Britney Line Time: “Think that you know me now but you don’t / Think that I can’t stand on my own / It ain’t my philosophy / Won’t you just let me, let me be?”

All of this happens against a backdrop of an all-American suburban house straight out of a 1950s infomercial.

The quintessentially 90s soundtrack exposes the camp’s 50s aesthetic ー and with that, its purpose ー as grossly outdated. Taking this further, the grotesquely heterosexual setting and design are contrasted with a myriad of gay stereotypes in the teens’ characterisation. Andre, for example, introduces himself as “actor, dancer, homosexual”. At one point in the film, he wears a boa. Need I say more? These stereotypes are drawn out by Mary in ‘counselling’ sessions as reasons, or “roots”, for each character’s homosexuality. One girl’s root is simply, and deadpanly, “I was born in France”. 

Top Tip: it’s meant to be satire. Don’t take it too seriously babes x

Ultimately, But I’m a Cheerleader is one of the most obviously satirical films I’ve ever seen. Yet, when referring to critical opinion, its wikipedia page states that “some of the characters were described as stereotypical”. This ridiculous understatement proves that, even today, a lot of (straight) people still don’t seem to understand this film. Having been made 21 years ago now, I am inclined to say that it was decades ahead of its time.

All of this is not to say that But I’m a Cheerleader is devoid of emotion. Far from distracting from the on-screen relationships, the heightened parody only serves to enhance the real heart inside the story. The sensitivity of intimate scenes between characters stands out.

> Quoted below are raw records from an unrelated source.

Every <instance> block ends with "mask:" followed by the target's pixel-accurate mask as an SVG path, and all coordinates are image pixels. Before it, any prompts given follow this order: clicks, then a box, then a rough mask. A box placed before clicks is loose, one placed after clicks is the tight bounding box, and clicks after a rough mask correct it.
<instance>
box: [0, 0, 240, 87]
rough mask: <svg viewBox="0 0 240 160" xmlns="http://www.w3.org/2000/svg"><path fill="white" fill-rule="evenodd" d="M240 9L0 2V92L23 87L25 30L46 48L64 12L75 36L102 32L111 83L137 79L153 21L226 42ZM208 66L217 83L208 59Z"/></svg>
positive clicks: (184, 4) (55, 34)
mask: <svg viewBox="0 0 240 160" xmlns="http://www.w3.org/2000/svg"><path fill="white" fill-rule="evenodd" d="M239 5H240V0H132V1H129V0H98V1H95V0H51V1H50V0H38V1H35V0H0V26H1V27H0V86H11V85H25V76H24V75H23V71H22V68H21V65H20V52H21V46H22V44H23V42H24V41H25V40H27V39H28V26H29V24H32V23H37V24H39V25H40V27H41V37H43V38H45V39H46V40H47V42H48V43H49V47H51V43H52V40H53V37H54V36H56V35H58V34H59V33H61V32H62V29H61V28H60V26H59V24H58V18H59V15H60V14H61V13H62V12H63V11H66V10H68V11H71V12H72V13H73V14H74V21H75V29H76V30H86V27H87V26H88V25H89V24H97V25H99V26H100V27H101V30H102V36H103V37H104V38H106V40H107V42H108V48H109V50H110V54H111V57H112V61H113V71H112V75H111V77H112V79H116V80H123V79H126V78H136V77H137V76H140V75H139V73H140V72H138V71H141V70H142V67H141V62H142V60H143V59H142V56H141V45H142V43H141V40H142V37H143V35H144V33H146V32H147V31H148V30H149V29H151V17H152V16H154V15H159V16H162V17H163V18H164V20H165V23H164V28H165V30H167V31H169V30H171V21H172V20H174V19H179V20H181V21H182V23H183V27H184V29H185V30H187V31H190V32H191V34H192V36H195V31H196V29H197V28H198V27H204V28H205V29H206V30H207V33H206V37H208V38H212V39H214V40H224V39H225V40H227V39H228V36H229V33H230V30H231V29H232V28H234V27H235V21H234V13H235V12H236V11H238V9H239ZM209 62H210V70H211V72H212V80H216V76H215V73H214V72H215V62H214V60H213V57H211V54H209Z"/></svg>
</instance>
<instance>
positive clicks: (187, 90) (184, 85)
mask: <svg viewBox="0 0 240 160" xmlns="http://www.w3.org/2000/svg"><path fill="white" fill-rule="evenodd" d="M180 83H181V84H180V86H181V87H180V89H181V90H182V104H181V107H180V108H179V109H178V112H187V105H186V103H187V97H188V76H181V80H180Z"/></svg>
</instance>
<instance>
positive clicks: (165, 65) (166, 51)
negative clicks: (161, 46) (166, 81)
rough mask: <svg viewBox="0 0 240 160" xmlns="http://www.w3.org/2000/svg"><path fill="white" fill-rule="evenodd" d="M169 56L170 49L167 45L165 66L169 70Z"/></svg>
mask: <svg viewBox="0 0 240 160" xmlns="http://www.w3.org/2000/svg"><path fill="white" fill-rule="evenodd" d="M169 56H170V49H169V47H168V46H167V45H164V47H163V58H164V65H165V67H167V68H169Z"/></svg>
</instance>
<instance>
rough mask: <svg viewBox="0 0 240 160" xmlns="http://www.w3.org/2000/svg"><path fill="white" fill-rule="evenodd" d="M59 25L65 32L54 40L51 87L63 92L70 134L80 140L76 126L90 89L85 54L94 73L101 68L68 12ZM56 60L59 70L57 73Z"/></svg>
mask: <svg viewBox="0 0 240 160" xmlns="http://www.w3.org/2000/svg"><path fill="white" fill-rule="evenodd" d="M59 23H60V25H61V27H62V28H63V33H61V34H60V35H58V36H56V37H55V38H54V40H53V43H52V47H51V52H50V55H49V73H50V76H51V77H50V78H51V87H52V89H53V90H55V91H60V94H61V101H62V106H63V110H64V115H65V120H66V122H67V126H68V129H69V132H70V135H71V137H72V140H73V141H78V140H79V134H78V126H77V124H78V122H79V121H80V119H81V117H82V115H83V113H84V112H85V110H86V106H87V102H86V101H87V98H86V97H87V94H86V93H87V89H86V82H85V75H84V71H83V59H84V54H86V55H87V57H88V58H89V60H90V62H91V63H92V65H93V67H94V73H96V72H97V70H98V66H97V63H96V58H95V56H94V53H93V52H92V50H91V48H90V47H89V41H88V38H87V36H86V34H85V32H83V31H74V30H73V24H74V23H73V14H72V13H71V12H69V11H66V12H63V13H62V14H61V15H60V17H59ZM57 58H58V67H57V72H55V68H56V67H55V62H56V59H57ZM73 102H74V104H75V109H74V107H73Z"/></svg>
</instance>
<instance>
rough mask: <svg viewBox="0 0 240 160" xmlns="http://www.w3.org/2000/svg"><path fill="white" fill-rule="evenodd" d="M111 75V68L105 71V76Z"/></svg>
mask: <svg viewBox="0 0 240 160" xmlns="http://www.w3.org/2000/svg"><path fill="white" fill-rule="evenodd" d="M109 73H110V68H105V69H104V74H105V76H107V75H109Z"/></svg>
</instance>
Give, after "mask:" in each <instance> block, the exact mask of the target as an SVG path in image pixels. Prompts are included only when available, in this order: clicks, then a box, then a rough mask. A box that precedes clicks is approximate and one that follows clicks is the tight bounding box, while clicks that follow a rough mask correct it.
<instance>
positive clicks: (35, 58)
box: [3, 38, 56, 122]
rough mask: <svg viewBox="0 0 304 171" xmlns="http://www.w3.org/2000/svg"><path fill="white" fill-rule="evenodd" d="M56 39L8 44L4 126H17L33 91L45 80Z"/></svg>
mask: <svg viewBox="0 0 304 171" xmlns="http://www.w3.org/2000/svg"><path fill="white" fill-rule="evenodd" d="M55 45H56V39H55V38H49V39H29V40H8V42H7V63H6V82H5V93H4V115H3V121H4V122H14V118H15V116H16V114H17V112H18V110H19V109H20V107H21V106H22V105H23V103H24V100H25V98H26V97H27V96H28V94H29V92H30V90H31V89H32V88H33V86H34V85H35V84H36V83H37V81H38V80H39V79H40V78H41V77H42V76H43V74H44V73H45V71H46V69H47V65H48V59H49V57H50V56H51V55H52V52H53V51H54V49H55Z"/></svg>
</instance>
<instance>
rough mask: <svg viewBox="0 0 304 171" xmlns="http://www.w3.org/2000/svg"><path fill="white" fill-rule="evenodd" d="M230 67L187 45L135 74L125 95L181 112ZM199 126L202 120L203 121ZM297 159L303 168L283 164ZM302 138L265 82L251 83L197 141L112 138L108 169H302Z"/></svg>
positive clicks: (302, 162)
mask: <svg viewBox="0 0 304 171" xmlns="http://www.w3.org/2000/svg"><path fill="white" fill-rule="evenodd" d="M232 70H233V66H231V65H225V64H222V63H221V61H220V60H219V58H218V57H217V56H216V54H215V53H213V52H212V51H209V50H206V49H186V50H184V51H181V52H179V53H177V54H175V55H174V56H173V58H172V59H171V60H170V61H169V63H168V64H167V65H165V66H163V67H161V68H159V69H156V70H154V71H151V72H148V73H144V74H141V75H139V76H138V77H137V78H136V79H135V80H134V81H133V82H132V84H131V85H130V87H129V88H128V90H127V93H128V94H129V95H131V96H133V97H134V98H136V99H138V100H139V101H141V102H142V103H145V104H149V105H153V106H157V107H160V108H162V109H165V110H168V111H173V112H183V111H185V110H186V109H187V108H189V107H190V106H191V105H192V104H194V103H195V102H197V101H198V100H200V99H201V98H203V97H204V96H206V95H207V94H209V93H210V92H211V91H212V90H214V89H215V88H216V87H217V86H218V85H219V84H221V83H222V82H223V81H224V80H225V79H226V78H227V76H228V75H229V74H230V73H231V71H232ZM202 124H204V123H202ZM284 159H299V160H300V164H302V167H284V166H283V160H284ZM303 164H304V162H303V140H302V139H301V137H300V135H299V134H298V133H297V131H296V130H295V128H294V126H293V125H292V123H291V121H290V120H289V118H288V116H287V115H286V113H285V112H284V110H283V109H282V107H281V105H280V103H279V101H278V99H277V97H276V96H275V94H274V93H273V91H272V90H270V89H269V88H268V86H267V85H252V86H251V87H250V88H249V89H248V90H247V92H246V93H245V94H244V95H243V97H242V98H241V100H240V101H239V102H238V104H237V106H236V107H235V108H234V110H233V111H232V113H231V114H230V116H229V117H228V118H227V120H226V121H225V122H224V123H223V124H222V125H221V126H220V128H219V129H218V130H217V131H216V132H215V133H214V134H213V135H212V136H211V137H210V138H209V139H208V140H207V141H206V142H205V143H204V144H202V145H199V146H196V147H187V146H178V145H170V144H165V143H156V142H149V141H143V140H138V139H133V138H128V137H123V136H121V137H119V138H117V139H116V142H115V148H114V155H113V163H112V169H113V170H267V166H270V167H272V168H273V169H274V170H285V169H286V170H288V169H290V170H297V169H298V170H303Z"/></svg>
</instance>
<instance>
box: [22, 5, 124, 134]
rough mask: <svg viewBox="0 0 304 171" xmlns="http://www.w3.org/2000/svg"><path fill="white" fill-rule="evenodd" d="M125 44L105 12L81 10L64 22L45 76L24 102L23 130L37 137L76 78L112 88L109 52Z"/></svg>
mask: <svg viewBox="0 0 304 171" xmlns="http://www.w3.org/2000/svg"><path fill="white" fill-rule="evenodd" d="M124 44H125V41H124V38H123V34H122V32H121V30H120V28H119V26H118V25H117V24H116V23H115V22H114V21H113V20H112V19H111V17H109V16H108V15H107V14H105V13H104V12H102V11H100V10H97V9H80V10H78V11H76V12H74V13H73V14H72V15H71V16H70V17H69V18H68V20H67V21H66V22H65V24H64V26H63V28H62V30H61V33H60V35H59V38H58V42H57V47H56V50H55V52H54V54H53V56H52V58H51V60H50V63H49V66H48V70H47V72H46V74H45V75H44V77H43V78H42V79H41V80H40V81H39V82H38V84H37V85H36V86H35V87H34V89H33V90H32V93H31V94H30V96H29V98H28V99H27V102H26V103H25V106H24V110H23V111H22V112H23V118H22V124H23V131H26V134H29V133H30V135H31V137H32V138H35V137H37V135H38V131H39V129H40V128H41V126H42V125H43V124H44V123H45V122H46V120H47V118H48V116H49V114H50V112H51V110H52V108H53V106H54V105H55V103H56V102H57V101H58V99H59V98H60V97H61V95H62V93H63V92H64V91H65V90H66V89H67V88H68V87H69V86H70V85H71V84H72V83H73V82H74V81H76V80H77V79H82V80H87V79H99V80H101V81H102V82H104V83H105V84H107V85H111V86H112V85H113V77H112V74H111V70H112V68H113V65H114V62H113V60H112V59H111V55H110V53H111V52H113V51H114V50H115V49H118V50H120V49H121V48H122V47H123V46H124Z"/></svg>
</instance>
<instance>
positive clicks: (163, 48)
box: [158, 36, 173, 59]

In one such scene (I won’t reveal which one for spoilers but if you’ve seen it, you’ll know), soft flurries of light in darkness show body strokes and tender touches. We see different body parts lit up in an intimate montage whilst different parts of each of the girls’ selves are revealed, realised and explored. Mature minds and bodies beside girlish pink bed sheets and purple nighties reclaim the space in which they exist, two bodies gliding smoothly between, through and around one another. Alongside physical connection comes emotional intimacy, and the girls reveal their deeper feelings and secrets. The soundtrack to this scene is so beautiful that one girl made an hour-long playlist trying to recreate the feeling “because fucking spotify doesn’t have the song.” That’s powerful.

Soundtrack Stand Out: Tattle Tale, Glass Vase Cello Case

In last week’s review I discussed how the straight rom-com’s ‘grand gesture’ trope was problematised in Love, Simon by the necessarily high stakes implicated in a public (and sort of forced) coming out. In But I’m a Cheerleader, those stakes are removed entirely by the plot; they’re all at a conversion therapy camp for fuck’s sake, everyone knows they’re queer. Although the experience of coming to terms with that is deeply traumatic for some of them, melodramatic acting only serves to drive home the film’s central moral around how ridiculous this whole thing is. 

And this really is But I’m a Cheerleader’s greatest achievement. Once again, by contrasting with exaggeration, all the emotion behind the grand gesture ー as well as that bubbling beneath the surface of all the teens throughout the movie ー feels that much more earned, honest and impactful. It avoids problematics by parodying them to the extreme. It is at once ridiculous and heartfelt, insane and understated; parody and authenticity, all in one.